Ind AS 116 requires lessees to determine the lease term as the non-cancellable period of a lease adjusted with any option
to extend or terminate the lease if the use of such option is reasonably certain. The Company makes an assessment on
the expected lease term on a lease-by-lease basis and thereby assesses whether it is reasonably certain that any options to
extend or terminate the contract will be exercised. In evaluating the lease term, the Company considers factors such as any
significant leasehold improvements undertaken over the lease term, costs relating to the termination of the lease and the
importance of the underlying asset to the Company's operations taking into account the location of the underlying asset and
the availability of suitable alternatives. The lease term in future periods is reassessed to ensure that the lease term reflects the
current economic circumstances.

4.3 Impairment allowances on financial assets

The Company evaluates whether there is any objective evidence that financial asset including loan, trade and other receivables
are impaired and determines the amount of impairment allowance as a result of the inability of the concerned parties to make
required payments. The Company bases the estimates on the ageing of the trade receivables balance, creditworthiness of the
trade receivables, historical write-off experience and these factors are subject to variations leading to consequential impact on
the amounts considered in the standalone financial statements.
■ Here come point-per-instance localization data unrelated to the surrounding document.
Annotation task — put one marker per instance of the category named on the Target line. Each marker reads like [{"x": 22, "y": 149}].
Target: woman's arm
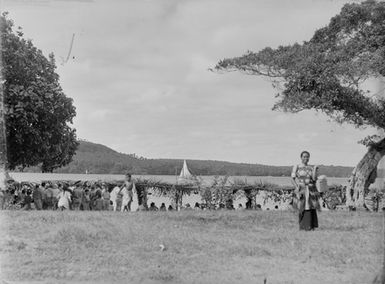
[
  {"x": 315, "y": 173},
  {"x": 294, "y": 182}
]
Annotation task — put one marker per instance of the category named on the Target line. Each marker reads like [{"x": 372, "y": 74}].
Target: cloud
[{"x": 140, "y": 78}]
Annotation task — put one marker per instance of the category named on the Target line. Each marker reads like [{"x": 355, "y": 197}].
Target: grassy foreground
[{"x": 199, "y": 247}]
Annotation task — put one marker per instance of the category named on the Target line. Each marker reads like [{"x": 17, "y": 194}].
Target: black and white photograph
[{"x": 192, "y": 141}]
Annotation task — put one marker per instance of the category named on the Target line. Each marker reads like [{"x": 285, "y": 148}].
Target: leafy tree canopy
[
  {"x": 326, "y": 72},
  {"x": 37, "y": 113}
]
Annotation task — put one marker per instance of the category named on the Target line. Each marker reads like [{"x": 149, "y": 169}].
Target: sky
[{"x": 139, "y": 76}]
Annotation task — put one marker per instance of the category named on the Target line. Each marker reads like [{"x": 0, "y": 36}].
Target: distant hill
[{"x": 99, "y": 159}]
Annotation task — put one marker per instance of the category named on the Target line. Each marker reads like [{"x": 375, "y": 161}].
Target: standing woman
[{"x": 304, "y": 178}]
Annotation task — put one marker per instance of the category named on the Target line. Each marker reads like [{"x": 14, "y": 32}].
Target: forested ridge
[{"x": 99, "y": 159}]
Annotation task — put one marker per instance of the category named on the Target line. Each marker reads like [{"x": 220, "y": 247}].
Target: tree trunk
[
  {"x": 364, "y": 174},
  {"x": 3, "y": 139}
]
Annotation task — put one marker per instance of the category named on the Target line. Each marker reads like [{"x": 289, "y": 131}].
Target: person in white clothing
[
  {"x": 127, "y": 193},
  {"x": 114, "y": 197},
  {"x": 64, "y": 198}
]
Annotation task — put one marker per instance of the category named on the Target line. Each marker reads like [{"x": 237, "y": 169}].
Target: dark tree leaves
[
  {"x": 38, "y": 113},
  {"x": 325, "y": 73}
]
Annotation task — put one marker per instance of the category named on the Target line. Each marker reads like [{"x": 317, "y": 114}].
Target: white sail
[
  {"x": 135, "y": 202},
  {"x": 185, "y": 175}
]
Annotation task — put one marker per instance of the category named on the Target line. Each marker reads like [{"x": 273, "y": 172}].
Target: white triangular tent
[{"x": 185, "y": 175}]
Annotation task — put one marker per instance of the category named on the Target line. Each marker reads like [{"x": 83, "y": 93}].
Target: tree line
[{"x": 99, "y": 159}]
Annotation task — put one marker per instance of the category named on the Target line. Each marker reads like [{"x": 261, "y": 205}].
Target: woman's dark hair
[{"x": 304, "y": 152}]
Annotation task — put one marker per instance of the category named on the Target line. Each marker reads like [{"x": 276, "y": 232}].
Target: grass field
[{"x": 199, "y": 247}]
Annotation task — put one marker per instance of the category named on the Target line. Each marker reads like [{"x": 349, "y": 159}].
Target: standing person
[
  {"x": 127, "y": 193},
  {"x": 106, "y": 197},
  {"x": 114, "y": 197},
  {"x": 28, "y": 200},
  {"x": 163, "y": 207},
  {"x": 304, "y": 178},
  {"x": 77, "y": 197},
  {"x": 86, "y": 200},
  {"x": 64, "y": 198},
  {"x": 37, "y": 196}
]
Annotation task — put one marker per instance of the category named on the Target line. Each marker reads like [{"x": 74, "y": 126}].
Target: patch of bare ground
[{"x": 189, "y": 247}]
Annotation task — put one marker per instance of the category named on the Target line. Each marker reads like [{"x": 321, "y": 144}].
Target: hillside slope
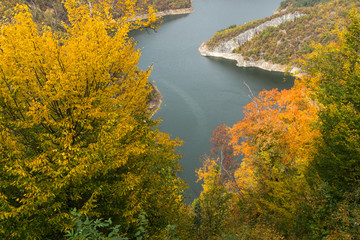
[{"x": 52, "y": 12}]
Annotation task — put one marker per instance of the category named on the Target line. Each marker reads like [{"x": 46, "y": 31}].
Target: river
[{"x": 200, "y": 93}]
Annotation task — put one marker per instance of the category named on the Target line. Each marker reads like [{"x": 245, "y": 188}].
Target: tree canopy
[{"x": 75, "y": 129}]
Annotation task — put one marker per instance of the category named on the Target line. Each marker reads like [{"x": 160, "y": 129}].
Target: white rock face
[{"x": 224, "y": 50}]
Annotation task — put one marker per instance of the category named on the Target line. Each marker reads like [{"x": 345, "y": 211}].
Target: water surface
[{"x": 200, "y": 93}]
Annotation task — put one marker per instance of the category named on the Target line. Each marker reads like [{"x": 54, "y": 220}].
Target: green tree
[
  {"x": 211, "y": 208},
  {"x": 75, "y": 129}
]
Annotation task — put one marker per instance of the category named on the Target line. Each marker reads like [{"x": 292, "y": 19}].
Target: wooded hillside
[{"x": 289, "y": 41}]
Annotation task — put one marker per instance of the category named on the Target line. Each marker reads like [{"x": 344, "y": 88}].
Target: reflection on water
[{"x": 201, "y": 93}]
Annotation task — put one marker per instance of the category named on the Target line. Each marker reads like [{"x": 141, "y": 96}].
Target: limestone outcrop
[{"x": 225, "y": 49}]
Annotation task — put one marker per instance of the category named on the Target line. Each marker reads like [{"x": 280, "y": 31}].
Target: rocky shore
[{"x": 225, "y": 49}]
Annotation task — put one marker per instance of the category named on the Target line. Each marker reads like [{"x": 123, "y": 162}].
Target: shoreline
[
  {"x": 241, "y": 62},
  {"x": 224, "y": 49},
  {"x": 156, "y": 100},
  {"x": 169, "y": 12}
]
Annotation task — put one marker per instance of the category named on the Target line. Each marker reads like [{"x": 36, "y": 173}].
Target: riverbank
[
  {"x": 225, "y": 49},
  {"x": 155, "y": 101},
  {"x": 180, "y": 11}
]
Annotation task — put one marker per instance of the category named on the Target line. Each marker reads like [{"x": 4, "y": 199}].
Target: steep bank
[
  {"x": 225, "y": 49},
  {"x": 169, "y": 12}
]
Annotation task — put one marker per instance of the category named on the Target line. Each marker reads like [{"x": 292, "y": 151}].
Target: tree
[
  {"x": 224, "y": 151},
  {"x": 334, "y": 76},
  {"x": 277, "y": 140},
  {"x": 75, "y": 129}
]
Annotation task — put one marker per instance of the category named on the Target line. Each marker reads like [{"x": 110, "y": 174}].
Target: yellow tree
[{"x": 75, "y": 129}]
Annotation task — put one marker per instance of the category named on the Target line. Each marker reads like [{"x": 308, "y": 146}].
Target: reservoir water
[{"x": 200, "y": 93}]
4.4 Application of "Service concession arrangements" accounting

In assessing the applicability of the service concession arrangement with respect to hydro power plants of the Company, the
management has exercised significant judgement considering the ownership of the assets and consideration there against,
operational capabilities and ability to sell the power generated to the consumer and determine the rate in this respect, in
concluding that the arrangements with the Company as such do not meet the criteria for recognition as service concession
arrangements.

4.5 Current tax and Deferred tax

Significant judgment is required in determination of taxability of certain income and deductibility of certain expenses during
the estimation of the provision for income taxes.
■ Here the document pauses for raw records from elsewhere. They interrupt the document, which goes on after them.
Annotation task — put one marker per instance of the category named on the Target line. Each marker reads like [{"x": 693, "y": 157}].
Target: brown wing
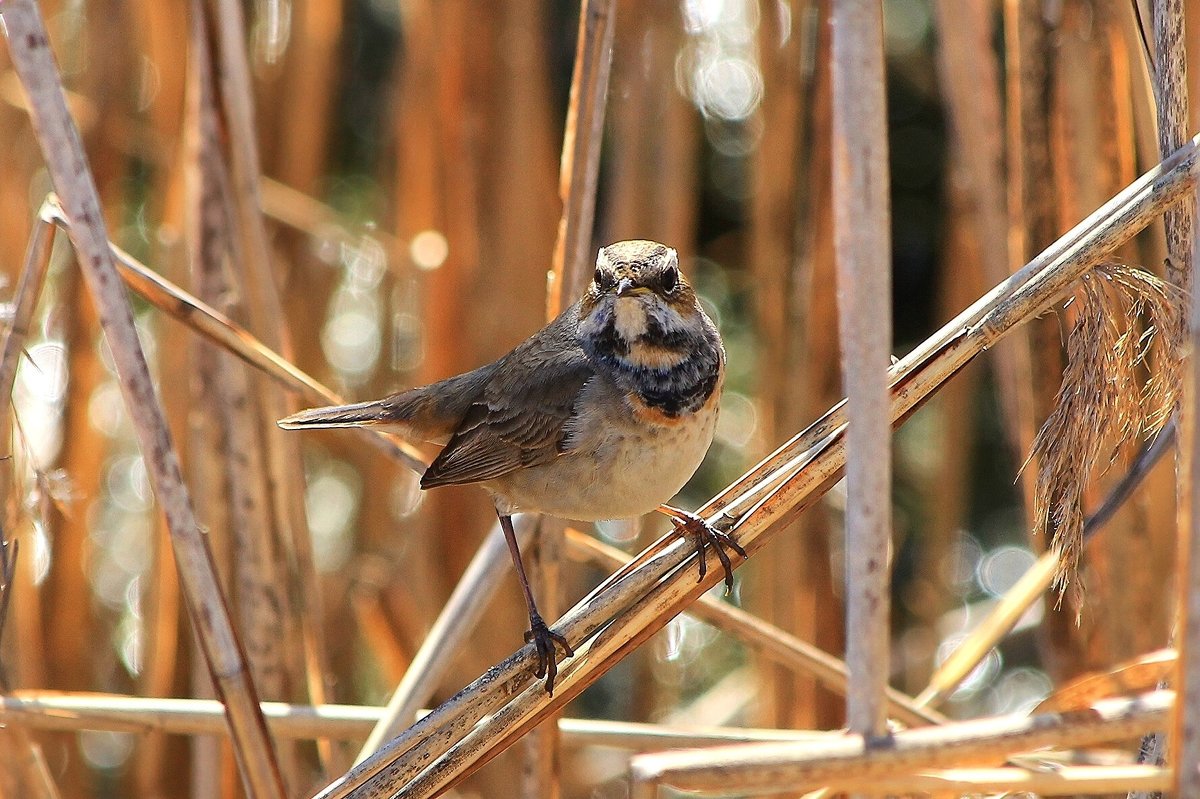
[{"x": 520, "y": 419}]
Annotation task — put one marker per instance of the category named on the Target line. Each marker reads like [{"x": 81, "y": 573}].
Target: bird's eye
[{"x": 670, "y": 280}]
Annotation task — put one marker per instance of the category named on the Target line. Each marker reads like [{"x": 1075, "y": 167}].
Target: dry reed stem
[
  {"x": 581, "y": 152},
  {"x": 771, "y": 494},
  {"x": 1171, "y": 110},
  {"x": 970, "y": 77},
  {"x": 455, "y": 624},
  {"x": 223, "y": 331},
  {"x": 851, "y": 762},
  {"x": 221, "y": 390},
  {"x": 1059, "y": 781},
  {"x": 65, "y": 710},
  {"x": 766, "y": 638},
  {"x": 1170, "y": 90},
  {"x": 1143, "y": 673},
  {"x": 29, "y": 290},
  {"x": 579, "y": 174},
  {"x": 1002, "y": 618},
  {"x": 1186, "y": 728},
  {"x": 252, "y": 265},
  {"x": 63, "y": 150},
  {"x": 863, "y": 247},
  {"x": 1027, "y": 214}
]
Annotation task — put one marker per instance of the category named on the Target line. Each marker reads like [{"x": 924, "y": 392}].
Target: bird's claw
[
  {"x": 544, "y": 641},
  {"x": 705, "y": 534}
]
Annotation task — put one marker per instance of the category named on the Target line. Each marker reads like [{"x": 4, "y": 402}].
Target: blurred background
[{"x": 411, "y": 156}]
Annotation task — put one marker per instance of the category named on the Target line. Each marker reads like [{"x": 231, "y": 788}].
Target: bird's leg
[
  {"x": 702, "y": 533},
  {"x": 540, "y": 636}
]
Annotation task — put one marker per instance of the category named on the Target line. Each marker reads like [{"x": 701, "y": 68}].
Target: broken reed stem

The extent to which deferred tax assets can be recognised is based on the assessment of the probability of the Company's
future taxable income against which the deferred tax assets can be utilised. In addition, significant judgement is required in
assessing the impact of any legal or economic benefits.
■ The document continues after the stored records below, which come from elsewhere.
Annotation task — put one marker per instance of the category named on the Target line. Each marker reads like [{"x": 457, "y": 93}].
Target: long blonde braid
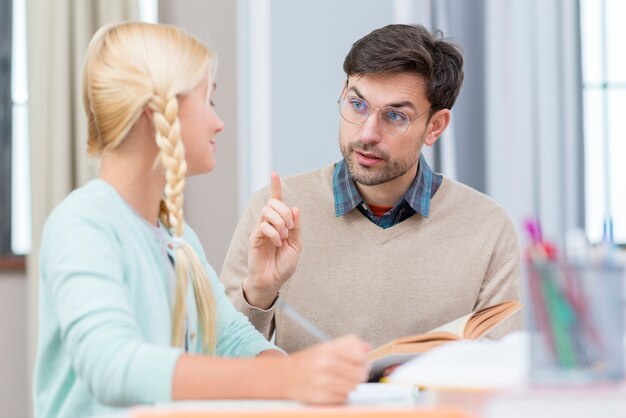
[
  {"x": 132, "y": 65},
  {"x": 172, "y": 155}
]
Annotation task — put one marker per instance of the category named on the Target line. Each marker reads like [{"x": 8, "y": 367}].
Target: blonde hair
[{"x": 130, "y": 67}]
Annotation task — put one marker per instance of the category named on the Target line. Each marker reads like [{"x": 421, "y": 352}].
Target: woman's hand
[
  {"x": 326, "y": 373},
  {"x": 274, "y": 248}
]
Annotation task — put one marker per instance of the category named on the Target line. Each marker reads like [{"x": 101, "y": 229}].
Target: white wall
[
  {"x": 309, "y": 41},
  {"x": 14, "y": 379}
]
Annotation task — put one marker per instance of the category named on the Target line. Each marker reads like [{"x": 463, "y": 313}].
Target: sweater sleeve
[
  {"x": 235, "y": 268},
  {"x": 237, "y": 337},
  {"x": 503, "y": 277},
  {"x": 83, "y": 274}
]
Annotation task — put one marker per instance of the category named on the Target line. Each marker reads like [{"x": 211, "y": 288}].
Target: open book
[{"x": 471, "y": 326}]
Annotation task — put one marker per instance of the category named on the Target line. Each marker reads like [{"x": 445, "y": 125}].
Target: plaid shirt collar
[{"x": 417, "y": 197}]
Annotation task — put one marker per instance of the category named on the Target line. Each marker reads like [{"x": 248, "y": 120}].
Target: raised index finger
[{"x": 277, "y": 191}]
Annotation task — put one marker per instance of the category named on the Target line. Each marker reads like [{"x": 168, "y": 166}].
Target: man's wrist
[{"x": 259, "y": 298}]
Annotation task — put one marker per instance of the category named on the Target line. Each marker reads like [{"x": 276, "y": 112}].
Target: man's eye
[
  {"x": 358, "y": 105},
  {"x": 395, "y": 116}
]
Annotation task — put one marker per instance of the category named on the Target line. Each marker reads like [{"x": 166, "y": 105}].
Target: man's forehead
[{"x": 392, "y": 87}]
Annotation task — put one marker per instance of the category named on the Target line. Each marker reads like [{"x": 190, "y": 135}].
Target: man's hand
[{"x": 275, "y": 245}]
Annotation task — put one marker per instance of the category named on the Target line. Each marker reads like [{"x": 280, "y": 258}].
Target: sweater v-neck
[{"x": 375, "y": 233}]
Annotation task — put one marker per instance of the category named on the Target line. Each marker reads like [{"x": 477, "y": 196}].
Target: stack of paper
[{"x": 475, "y": 364}]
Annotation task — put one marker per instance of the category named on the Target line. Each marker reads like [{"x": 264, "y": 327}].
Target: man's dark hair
[{"x": 413, "y": 49}]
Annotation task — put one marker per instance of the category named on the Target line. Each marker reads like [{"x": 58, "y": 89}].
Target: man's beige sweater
[{"x": 354, "y": 277}]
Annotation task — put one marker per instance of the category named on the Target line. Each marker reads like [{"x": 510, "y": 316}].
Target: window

4.6 Defined benefit obligations (DBO)

Critical estimate of the DBO involves a number of critical underlying assumptions such as standard rates of inflation,
mortality, discount rate, anticipation of future salary increases etc. as estimated by Independent Actuary appointed for this
purpose by the Management. Variation in these assumptions may significantly impact the DBO amount and the annual
defined benefit expenses.

4.7 Provisions and contingencies

Provisions and liabilities are recognized in the period when it becomes probable that there will be a future outflow of funds
resulting from past operations or events and the amount of cash outflow can be reliably estimated. The timing of recognition
and quantification of the liability requires the application of judgement to existing facts and circumstances, which can be
subject to change.

Management judgment is required for estimating the possible outflow of resources, if any, in respect of contingencies/claim/
litigations against the Company as it is not possible to predict the outcome of pending matters with accuracy.

The carrying amounts of provisions and liabilities and estimation for contingencies are reviewed regularly and revised to
take account of changing facts and circumstances.